States Step Up to Help Districts With Ed-Tech Procurement

Associate Editor

Orlando, Fla.

School districts can get help wading through many ed-tech options and gain negotiating power when states assist with procurement, according to state education officials who spoke at the Future of Education Technology Conference here Tuesday.

The conference, which is expected to attract 9,500 attendees from the U.S. and abroad this week, featured a session on school purchasing as one of many workshops and sessions on its opening day.

In Wisconsin, the state’s virtual school is emerging as a procurement agent for districts. “It’s becoming mainstream what they’re able to provide leverage on contracts” through the virtual school, said Janice Mertes, the assistant director for instructional media and tech/digital learning in the state’s department of instruction. Besides that, Wisconsin is working to help districts better understand interoperability, she said.

Tennessee will be releasing an RFP for learning management systems, and ultimately will sign contracts with a vetted panel of about five LMS options from which districts can choose. The state’s approach will be to identify what problem its educators are trying to solve with the ed-tech system, what their instructional goals are and then identify a suite of technologies that support those goals, said Cliff Lloyd, the chief information officer for the Tennessee education department.

‘Really Good’ at Collaborative Procurement

The selection process will involve discussions with other states about their experiences with LMSs, and using pilots to test products, Lloyd said. The state expects to “impose strict conditions on all vendors around interoperability and standards support,” he said.

States are “really good” at helping people come together for collaborative procurement, said Tracey Weeks, the executive director of the State Educational Technology Directors Association (SETDA), in another session. “We’ve done it with broadband and devices. Why can’t we do that for furniture and architectural services?” Whether building a new school or renovating existing space, Weeks said some education communities are being creative in where they position broadband connectivity—such as on exterior fences near multi-family housing where some students live without wi-fi access—to creating maker spaces in libraries and hallways.

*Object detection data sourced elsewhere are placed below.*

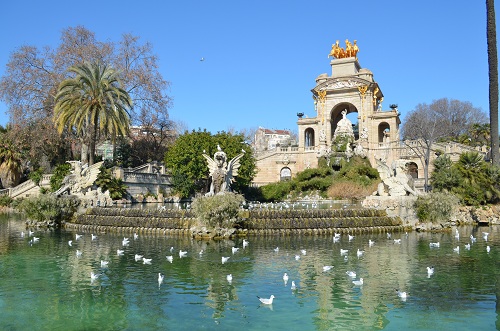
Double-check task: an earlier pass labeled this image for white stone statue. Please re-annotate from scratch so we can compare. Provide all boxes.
[203,145,245,196]
[55,161,103,196]
[374,159,418,196]
[333,109,354,140]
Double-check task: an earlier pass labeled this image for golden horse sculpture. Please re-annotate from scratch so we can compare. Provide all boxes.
[328,39,359,59]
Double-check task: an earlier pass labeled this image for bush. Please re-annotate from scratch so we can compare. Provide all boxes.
[191,192,245,228]
[328,180,378,199]
[50,163,71,192]
[414,192,460,223]
[15,194,80,224]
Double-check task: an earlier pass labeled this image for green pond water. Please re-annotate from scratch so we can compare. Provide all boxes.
[0,216,500,331]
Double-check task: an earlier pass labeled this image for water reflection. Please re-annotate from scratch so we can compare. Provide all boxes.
[0,218,500,330]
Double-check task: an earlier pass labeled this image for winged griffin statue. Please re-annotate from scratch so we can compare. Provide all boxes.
[202,145,245,196]
[55,161,103,196]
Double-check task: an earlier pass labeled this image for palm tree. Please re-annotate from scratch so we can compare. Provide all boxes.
[0,138,22,187]
[54,62,132,165]
[486,0,500,166]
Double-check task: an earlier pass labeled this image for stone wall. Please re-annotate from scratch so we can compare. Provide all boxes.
[66,208,403,235]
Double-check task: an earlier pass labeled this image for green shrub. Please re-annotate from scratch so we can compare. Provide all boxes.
[191,192,245,228]
[414,192,460,223]
[15,194,80,224]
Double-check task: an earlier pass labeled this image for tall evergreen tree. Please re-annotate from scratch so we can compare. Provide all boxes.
[486,0,500,166]
[54,62,132,165]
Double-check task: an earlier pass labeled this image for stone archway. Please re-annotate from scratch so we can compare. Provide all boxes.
[330,102,359,140]
[377,122,391,143]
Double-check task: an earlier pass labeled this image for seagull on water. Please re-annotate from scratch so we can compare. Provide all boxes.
[257,295,275,305]
[352,278,363,286]
[323,265,333,272]
[90,271,100,282]
[396,289,408,300]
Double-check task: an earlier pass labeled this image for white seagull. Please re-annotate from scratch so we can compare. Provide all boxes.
[323,265,333,272]
[283,272,288,286]
[257,295,275,305]
[352,278,363,286]
[396,289,408,300]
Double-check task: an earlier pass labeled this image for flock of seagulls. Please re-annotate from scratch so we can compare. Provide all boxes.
[21,229,491,305]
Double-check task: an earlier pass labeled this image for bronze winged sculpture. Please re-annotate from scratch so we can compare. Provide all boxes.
[202,145,245,196]
[55,161,103,196]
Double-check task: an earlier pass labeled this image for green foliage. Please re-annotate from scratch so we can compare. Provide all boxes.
[260,179,297,201]
[0,194,13,206]
[431,152,500,206]
[28,168,43,185]
[415,192,460,223]
[165,130,256,197]
[15,194,80,224]
[95,166,127,200]
[50,163,71,192]
[191,192,245,228]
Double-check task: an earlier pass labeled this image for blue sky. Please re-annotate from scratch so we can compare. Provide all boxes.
[0,0,500,133]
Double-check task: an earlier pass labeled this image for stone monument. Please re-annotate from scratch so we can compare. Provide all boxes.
[203,145,245,196]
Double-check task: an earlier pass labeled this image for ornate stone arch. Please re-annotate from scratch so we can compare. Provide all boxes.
[280,167,292,182]
[304,127,316,148]
[377,122,391,143]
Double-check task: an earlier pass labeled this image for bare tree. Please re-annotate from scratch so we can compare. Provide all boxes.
[402,98,487,191]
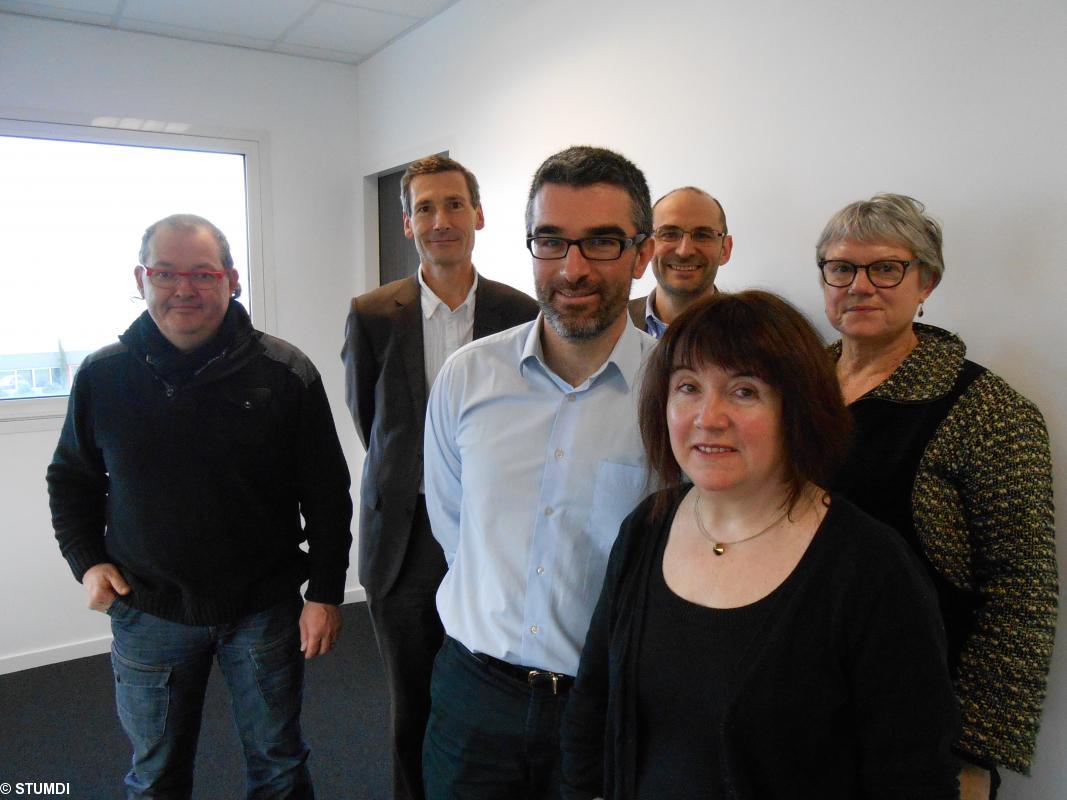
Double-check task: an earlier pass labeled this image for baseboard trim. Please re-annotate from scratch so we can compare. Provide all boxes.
[0,587,367,675]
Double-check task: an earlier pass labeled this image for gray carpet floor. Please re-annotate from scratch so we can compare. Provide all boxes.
[0,603,388,800]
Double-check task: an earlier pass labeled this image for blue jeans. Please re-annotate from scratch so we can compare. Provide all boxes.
[108,594,314,800]
[423,638,567,800]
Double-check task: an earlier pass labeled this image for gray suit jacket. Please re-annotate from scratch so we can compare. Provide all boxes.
[340,275,538,596]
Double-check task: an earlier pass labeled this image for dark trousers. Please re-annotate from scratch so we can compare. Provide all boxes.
[367,495,445,800]
[423,639,567,800]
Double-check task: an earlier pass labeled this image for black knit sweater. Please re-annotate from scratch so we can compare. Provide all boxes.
[561,494,959,800]
[47,303,352,625]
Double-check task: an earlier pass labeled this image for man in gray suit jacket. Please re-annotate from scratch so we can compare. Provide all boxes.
[341,156,538,800]
[628,186,733,339]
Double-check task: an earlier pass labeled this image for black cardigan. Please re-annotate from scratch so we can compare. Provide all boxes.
[48,303,352,625]
[562,494,958,800]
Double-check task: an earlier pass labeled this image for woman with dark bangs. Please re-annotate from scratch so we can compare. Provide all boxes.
[562,291,958,800]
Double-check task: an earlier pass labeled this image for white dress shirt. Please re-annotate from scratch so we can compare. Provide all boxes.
[416,267,478,391]
[415,267,478,494]
[425,316,655,675]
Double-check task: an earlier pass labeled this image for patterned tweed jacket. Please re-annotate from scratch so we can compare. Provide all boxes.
[831,323,1058,772]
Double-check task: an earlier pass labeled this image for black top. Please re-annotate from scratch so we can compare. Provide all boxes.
[561,493,958,800]
[636,529,778,800]
[48,303,352,625]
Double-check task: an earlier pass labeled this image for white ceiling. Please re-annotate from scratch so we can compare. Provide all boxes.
[0,0,458,64]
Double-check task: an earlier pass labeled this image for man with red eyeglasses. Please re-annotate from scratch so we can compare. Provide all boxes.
[47,214,352,798]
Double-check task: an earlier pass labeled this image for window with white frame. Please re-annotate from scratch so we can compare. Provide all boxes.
[0,119,262,418]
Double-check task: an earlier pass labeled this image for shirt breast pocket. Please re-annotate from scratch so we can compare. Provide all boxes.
[586,461,650,563]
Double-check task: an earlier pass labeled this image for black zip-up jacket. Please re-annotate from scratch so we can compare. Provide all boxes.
[47,303,352,625]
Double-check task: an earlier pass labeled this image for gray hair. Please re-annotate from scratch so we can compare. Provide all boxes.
[526,145,652,234]
[138,214,234,270]
[815,192,944,286]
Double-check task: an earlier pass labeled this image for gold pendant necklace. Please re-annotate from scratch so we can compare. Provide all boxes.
[692,489,790,556]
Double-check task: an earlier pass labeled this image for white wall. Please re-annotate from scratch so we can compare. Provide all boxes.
[357,0,1067,800]
[0,14,366,672]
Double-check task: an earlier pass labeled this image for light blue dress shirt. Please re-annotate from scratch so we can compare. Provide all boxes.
[425,316,655,675]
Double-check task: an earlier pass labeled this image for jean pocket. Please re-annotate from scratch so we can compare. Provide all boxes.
[250,626,304,715]
[111,646,171,750]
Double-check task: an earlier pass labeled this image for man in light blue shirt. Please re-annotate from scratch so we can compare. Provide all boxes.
[424,147,654,800]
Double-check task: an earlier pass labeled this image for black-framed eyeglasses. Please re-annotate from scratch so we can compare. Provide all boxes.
[652,225,726,247]
[818,258,921,289]
[526,234,649,261]
[142,265,226,290]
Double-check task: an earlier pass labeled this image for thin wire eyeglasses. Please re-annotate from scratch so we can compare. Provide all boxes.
[652,225,726,246]
[817,258,922,289]
[526,234,649,261]
[142,265,226,290]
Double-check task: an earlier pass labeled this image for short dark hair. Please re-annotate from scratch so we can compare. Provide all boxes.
[138,214,234,270]
[526,145,652,234]
[652,186,730,236]
[400,156,481,217]
[639,290,851,522]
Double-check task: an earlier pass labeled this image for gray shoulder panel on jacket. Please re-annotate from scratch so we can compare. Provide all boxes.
[259,333,319,388]
[80,341,130,367]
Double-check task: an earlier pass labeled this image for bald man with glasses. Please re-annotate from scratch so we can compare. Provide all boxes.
[630,187,733,339]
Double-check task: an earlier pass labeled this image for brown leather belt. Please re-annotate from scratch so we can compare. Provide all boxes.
[456,642,574,694]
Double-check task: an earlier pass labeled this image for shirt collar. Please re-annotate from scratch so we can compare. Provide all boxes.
[519,311,651,390]
[644,289,667,339]
[415,267,478,319]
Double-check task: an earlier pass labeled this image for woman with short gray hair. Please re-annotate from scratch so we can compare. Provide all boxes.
[816,194,1057,800]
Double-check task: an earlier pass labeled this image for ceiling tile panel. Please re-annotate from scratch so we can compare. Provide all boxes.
[123,0,315,41]
[285,3,412,53]
[0,0,122,12]
[116,17,274,50]
[0,0,115,26]
[272,42,367,64]
[333,0,458,17]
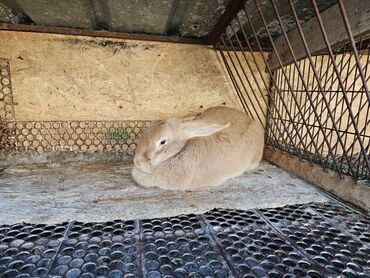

Wisconsin district leaders are trying to figure out “return on student learning” with their ed-tech purchase, said Mertes. Other questions Wisconsin districts are asking: What is engaging student content? How much do we have to buy from one place? And what about open-ed resources?

“Some people get devices before thinking of those things,” said Mertes, whose state is forming a group of chief academic officers and chief information officers to create a collaborative network that addresses questions like these.

Learning ‘Vendor Language’

“Our biggest concern with districts is that they don’t know the language of vendors,” Wisconsin’s Mertes said. Districts understand the value of consortium work, and they’re wondering how to leverage it for purchasing.

In Tennessee, Lloyd is leveraging his experience as a former director of enterprise information systems at Walmart in Bentonville, Ark. In his three years in that position, Lloyd said he became accustomed to seeing vendors walk into negotiations with 20 percent profit margins on their products, and walk out with 3 percent margins after hard negotiations. That experience will be part of what Tennessee brings to its “hard negotiations” for an LMS and any other ed-tech offerings.

The LMS is “probably the single hottest commodity today,” he said, and he expects to have the LMS providers compete “aggressively against each other for the benefit of districts.” The state will also “insist on equity,” and not accept a scenario where Sheldon County, which is where Memphis is located, pays one price and Johnson City gets a different price. “We are not 47 different customers. Please don’t think about us this way,” he said.

Schools also need to understand the power of negotiating prices, price transparency, shared purchasing and utilization, or, “How do we get the most bang for the buck?” said Tom Murray, who is director of innovation for Future Ready Schools.

A school he worked in was once able to reduce the cost of some subscriptions from $150,000 annually to $40,000 a year when they began procuring as a county and by looking at utilization, he said. One software product costing $30,000 a year only had 2 percent utilization, so his school paid for individual subscriptions to the teachers who used it, but eliminated the bulk of the cost.

Murray also said districts can compare purchase prices by getting involved with the Technology for Education Consortium, which does price comparisons.